AC-21(1): Automated Decision Support

AC-21(1) requires you to use an automated decision support capability to enforce information-sharing decisions so authorized users can only share information with partners who are authorized to receive it, and only under the information’s sharing restrictions. To operationalize it, implement policy-driven sharing controls (labels, rules, and enforcement points) plus logging and reviewable evidence that the automation, not user discretion alone, governs sharing. 1

Key takeaways:

  • Build machine-enforceable sharing rules that evaluate both the recipient’s authorization and the data’s sharing restrictions. 1
  • Put enforcement at the sharing “choke points” (email, file sharing, collaboration, APIs, cross-domain transfers), not only in policy docs.
  • Retain evidence that shows rules, authorization sources, enforcement decisions, and exceptions were controlled and reviewable.

The ac-21(1): automated decision support requirement is about making information-sharing controls enforceable by systems, not just by training and good intentions. Many programs already have access controls for “who can read what,” but AC-21(1) targets a different failure mode: an authorized user who can access data may still share it incorrectly to an unauthorized partner, or share it without honoring restrictions attached to the data.

Operationally, this requirement pushes you toward consistent tagging (or other metadata), an authoritative source of “sharing partner” authorizations, and an automated decision engine that can approve, block, or require additional approvals before information leaves its boundary. Your assessors will look for proof that the automation is real, centrally managed, and consistently applied across common sharing channels.

This page gives requirement-level implementation guidance you can hand to control owners: what systems need to exist, where to put enforcement, what evidence to retain, what auditors ask, and how to avoid common traps.

Regulatory text

“Employ {{ insert: param, ac-21.01_odp }} to enforce information-sharing decisions by authorized users based on access authorizations of sharing partners and access restrictions on information to be shared.” 1

Operator interpretation (what you must do)

You must implement an automated mechanism (the “automated decision support” capability) that evaluates information-sharing decisions using two inputs:

  1. Access authorizations of sharing partners
    The system needs a reliable way to know whether the intended recipient (person, organization, system, tenant, domain, third party) is authorized to receive the category of information being shared.

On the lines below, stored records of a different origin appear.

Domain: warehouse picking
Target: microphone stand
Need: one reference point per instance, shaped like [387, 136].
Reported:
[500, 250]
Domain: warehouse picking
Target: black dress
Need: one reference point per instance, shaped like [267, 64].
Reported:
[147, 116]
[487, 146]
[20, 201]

  2. Access restrictions on the information to be shared
    The system needs a reliable way to know the information’s restrictions (classification, dissemination limits, contractual handling terms, export controls, CUI categories, internal confidentiality tiers, “no external sharing,” etc.).

Then the system must enforce the decision. “Enforce” means the system blocks, gates, or conditions sharing, rather than leaving the outcome to user judgment alone. 1

Plain-English requirement (for busy operators)

If a user tries to share data, your environment must automatically check: “Is this recipient authorized for this kind of data?” and “Is this data allowed to be shared under its restrictions?” Then it must stop or control the share when the answer is no.

Who it applies to

Entity scope

  • Federal information systems and contractor systems handling federal data implementing NIST SP 800-53 controls. 1

Operational context (where AC-21(1) shows up)

This control matters anywhere information can move across boundaries, including:

  • Email and outbound attachments
  • File sharing (managed file transfer, SFTP, shared drives, cloud storage links)
  • Collaboration tools (chat, channels, wikis)
  • APIs and system-to-system exchanges
  • Cross-domain transfers or data exports from governed repositories
  • Third party portals and support ticket uploads

If you have third parties (vendors, partners, contractors, customers) receiving information, you need the automation to understand partner authorization and apply data restrictions consistently.

What you actually need to do (step-by-step)

1) Define “sharing partner authorization” as a machine-checkable attribute

Goal: a system can answer “is recipient X authorized for data type Y?”

Concrete actions:

  • Create a sharing partner register: internal domains/tenants, approved third parties, external agencies, and system accounts.
  • For each partner, record authorization attributes: allowed data categories, contract constraints, security requirements, and any scope limits.
  • Identify the system of record (often IAM, GRC, vendor management system, or a dedicated registry) and make it queryable.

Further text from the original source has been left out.